Private equity firms are being advised not to panic despite the rapidly approaching deadline for compliance with the European Union’s new data protection regime.
The General Data Protection Regulation will come into effect on 25 May 2018, bringing with it new penalties for non-compliance, including the threat of fines of up to 4 percent of total global annual turnover, or €20 million, whichever is the greater.
But while many firms have been preparing for the new legislation on the management of third-party data for as long as two years, those that are not yet fully prepared need not worry, according to Eduardo Usturan, partner and co-director of the global privacy and cybersecurity practice at law firm Hogan Lovells.
He says: “Many organisations are just starting to realise that this is going to affect them. The perceived lack of compliance with the forthcoming framework is stressful and paralysing at the same time. Those who have been preparing for it – many for the best part of two years – are also realising that the task is far from accomplished while the clock is ticking.”
Usturan advises firms not to get too hung up on the deadline. “It is crucial to appreciate that data protection compliance is not a race. The 25 May compliance deadline should be seen as more of a milestone in a long process, which will probably take years if not decades,” he says. “The right way forward requires pragmatism and patience, and firms must see the bigger picture and focus on getting the important things right. Being realistic is now of the essence.”
For private equity firms, the risks around GDPR compliance fall into two groups – those related to the fund level, and those related to portfolio businesses. At the fund level, all those that are EU-based need to review the way they handle and store employee data, data that they hold on investors, on portfolio companies, and on the management of portfolio companies. For non EU-based fund managers, there is less exposure on the employee side and on a day-to-day basis, but those that hold investments in the EU or solicit investments from EU investors must also be aware of the implications of the new law.
At the portfolio company level, the GDPR risks vary according to the nature of each company’s operations, depending on what kind of data they hold, on what basis, and what they do with it. Most exposed are companies that regularly deal with sensitive personal data, such as healthcare firms, or those companies that serve minors or process criminal records and the like. Businesses that hold large volumes of data can also be in the high-risk category, such as social media platforms or those running client relationships management systems.
There is a new possibility that data protection regulators might directly fine buyout firms for the failures of portfolio companies, although lawyers say it is not clear how big a risk this might be.
Jane Shvets, a partner in the cybersecurity and data privacy practice at the law firm Debevoise & Plimpton, says: “Generally speaking, funds should not be on the hook for GDPR problems at portfolio company level, but that does depend on what the issues are and the potential ramifications. Certainly if businesses find themselves dealing with significant data breaches or GDPR non-compliance issues, that could have a considerable impact on the business and implications on exit. So funds should pay attention to GDPR compliance at portfolio level, especially for higher-risk investments.”

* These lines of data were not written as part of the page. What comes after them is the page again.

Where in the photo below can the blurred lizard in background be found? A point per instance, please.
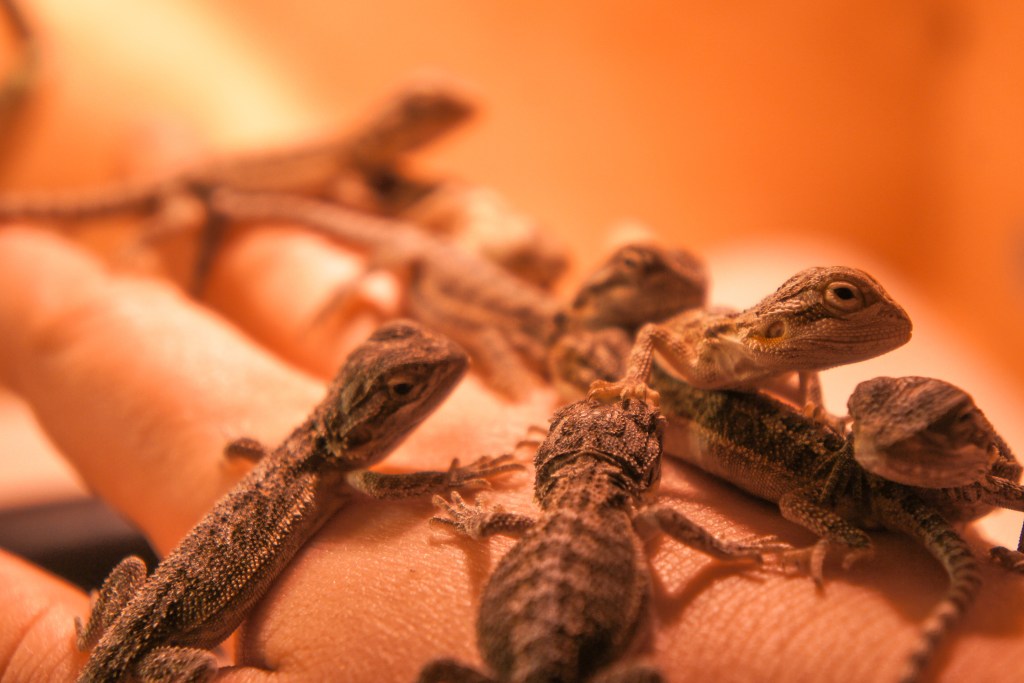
(639, 284)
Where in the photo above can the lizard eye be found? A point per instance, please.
(631, 259)
(775, 330)
(401, 387)
(844, 297)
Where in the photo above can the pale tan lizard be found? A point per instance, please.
(930, 434)
(565, 602)
(818, 318)
(768, 449)
(416, 116)
(160, 627)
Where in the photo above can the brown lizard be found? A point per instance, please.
(931, 435)
(160, 627)
(818, 318)
(415, 117)
(638, 284)
(769, 450)
(567, 600)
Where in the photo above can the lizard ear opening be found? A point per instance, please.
(844, 296)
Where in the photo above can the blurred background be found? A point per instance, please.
(870, 131)
(890, 129)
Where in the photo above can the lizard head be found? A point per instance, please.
(826, 316)
(924, 432)
(387, 386)
(640, 284)
(613, 450)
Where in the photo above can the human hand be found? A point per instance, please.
(376, 594)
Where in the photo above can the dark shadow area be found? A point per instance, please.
(79, 540)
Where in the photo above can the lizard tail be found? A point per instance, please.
(945, 545)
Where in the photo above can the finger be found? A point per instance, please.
(272, 281)
(139, 387)
(37, 633)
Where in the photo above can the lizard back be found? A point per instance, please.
(568, 597)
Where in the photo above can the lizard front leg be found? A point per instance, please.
(120, 586)
(1006, 494)
(377, 484)
(634, 383)
(680, 527)
(478, 521)
(177, 665)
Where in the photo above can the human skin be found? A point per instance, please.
(140, 388)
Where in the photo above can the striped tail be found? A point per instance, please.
(929, 527)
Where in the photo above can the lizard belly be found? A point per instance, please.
(751, 471)
(565, 600)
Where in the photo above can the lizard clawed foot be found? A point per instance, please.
(476, 473)
(609, 392)
(461, 517)
(761, 547)
(818, 414)
(807, 561)
(810, 560)
(1009, 559)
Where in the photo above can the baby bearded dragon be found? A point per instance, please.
(818, 318)
(565, 602)
(504, 323)
(769, 450)
(418, 115)
(594, 333)
(415, 117)
(161, 627)
(929, 434)
(481, 220)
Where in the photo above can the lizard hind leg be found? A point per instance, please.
(177, 665)
(832, 529)
(119, 588)
(450, 671)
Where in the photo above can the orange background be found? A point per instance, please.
(890, 129)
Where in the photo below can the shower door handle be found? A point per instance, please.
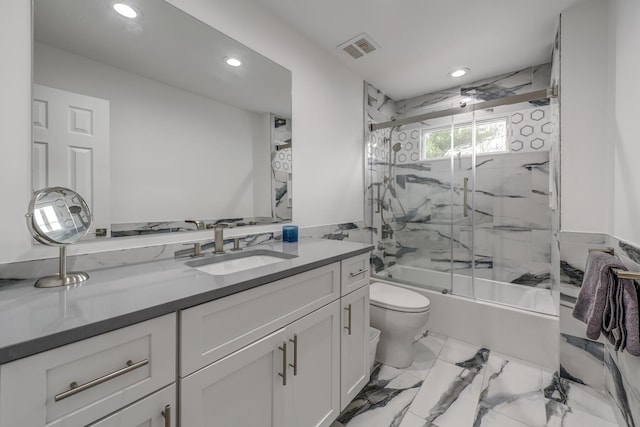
(464, 197)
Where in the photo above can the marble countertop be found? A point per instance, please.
(35, 320)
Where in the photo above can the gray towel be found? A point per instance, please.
(608, 304)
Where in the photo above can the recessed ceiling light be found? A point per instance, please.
(459, 72)
(234, 62)
(125, 10)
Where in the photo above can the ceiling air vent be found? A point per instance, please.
(359, 45)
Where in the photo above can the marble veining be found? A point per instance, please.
(570, 274)
(456, 384)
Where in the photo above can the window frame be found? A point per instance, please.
(460, 124)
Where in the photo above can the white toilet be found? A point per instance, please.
(400, 314)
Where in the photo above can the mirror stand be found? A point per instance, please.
(63, 278)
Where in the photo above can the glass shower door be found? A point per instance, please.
(511, 216)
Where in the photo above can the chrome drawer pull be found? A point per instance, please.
(74, 388)
(284, 363)
(295, 354)
(167, 415)
(348, 327)
(359, 272)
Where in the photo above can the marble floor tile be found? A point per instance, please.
(384, 400)
(564, 416)
(455, 351)
(587, 399)
(495, 419)
(455, 384)
(412, 420)
(450, 393)
(513, 389)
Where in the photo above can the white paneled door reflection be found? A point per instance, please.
(71, 147)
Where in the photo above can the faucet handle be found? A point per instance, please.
(225, 225)
(197, 249)
(198, 222)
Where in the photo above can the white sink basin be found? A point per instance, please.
(233, 263)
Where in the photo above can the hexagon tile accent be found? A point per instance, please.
(516, 118)
(516, 145)
(526, 130)
(537, 143)
(537, 115)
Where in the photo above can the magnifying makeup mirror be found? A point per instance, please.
(59, 217)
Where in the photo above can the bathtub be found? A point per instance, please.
(518, 332)
(519, 296)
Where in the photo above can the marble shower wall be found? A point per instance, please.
(416, 207)
(511, 221)
(596, 363)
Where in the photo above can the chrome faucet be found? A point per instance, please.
(219, 236)
(198, 223)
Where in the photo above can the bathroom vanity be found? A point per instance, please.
(164, 344)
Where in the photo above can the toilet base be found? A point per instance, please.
(394, 352)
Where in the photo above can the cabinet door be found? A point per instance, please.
(152, 411)
(313, 398)
(355, 344)
(243, 389)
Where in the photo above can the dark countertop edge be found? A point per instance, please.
(34, 346)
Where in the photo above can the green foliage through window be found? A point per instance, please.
(491, 137)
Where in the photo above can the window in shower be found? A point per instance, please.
(491, 137)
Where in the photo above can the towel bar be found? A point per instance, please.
(608, 250)
(624, 274)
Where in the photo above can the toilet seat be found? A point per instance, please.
(397, 298)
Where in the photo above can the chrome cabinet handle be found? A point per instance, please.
(464, 198)
(348, 327)
(74, 388)
(357, 273)
(294, 365)
(284, 363)
(167, 415)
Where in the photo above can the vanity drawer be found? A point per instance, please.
(148, 412)
(355, 273)
(84, 381)
(215, 329)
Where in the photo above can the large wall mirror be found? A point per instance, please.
(146, 120)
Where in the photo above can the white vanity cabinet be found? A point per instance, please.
(157, 410)
(289, 378)
(290, 353)
(313, 359)
(355, 344)
(81, 383)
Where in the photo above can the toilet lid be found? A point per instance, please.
(397, 298)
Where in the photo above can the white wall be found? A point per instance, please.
(585, 163)
(327, 121)
(624, 132)
(174, 155)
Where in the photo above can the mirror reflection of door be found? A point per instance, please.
(71, 147)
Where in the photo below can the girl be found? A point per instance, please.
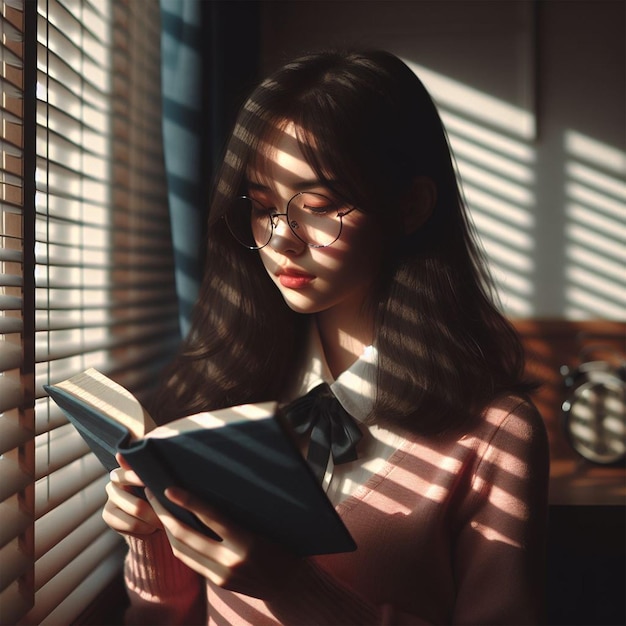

The key thing is for fund managers to ensure that GDPR is on the agenda for management teams, that robust privacy programmes are in place, and that GDPR analysis has been done. Some managers are more hands-on than others, according to Shvets, with some going so far as to offer guidance and training to management teams. “What you don’t want to do is essentially take over responsibility for GDPR compliance,” she adds. “You want to make sure it’s clearly the responsibility of the management to ensure compliance and give them help without assuming responsibility.”
In terms of how to prioritise what needs to be done to ensure compliance, Usturan says the immediate things to look at are revisions to privacy notices and data processing agreements.
He adds: “Building a comprehensive framework of internal policies, developing a workable system of data protection impact assessments, appointing a pragmatic data protection officer, preparing for cybersecurity breaches, tightening vendor agreements and legitimising international data flows should also be a key focus.”
Shvets says she does believe the majority of private equity firms are on the case, if not yet ready.
“Among those firms that we see, who have considered how GDPR applies to their business, most have taken at least some steps to ensure compliance, and that tends to mean reviewing privacy notices online and in agreements with investors, reviewing employment policies, and making sure that framework is in place. They are also reaching out to their portfolio companies,” she says. “Where more work certainly needs to be done is in relation to breach notifications.”
GDPR requires that companies notify relevant authorities of data breaches that impact the privacy of EU individuals within 72 hours of discovery, and being in a position to do that requires policies and procedures for detecting breaches and intrusions, escalating that information to relevant individuals, and then taking decisions on the need to report.
“The reality is that very few organisations will be truly and fully compliant with the GDPR when the time comes. Because the GDPR involves such a complex set of concepts, principles, rights and rules, misinterpretations are rife,” Usturan adds.
“I have witnessed the mammoth efforts being made by many to try and meet the requirements of the new law, but as the deadline for compliance approaches, the level of anxiety is only set to increase.”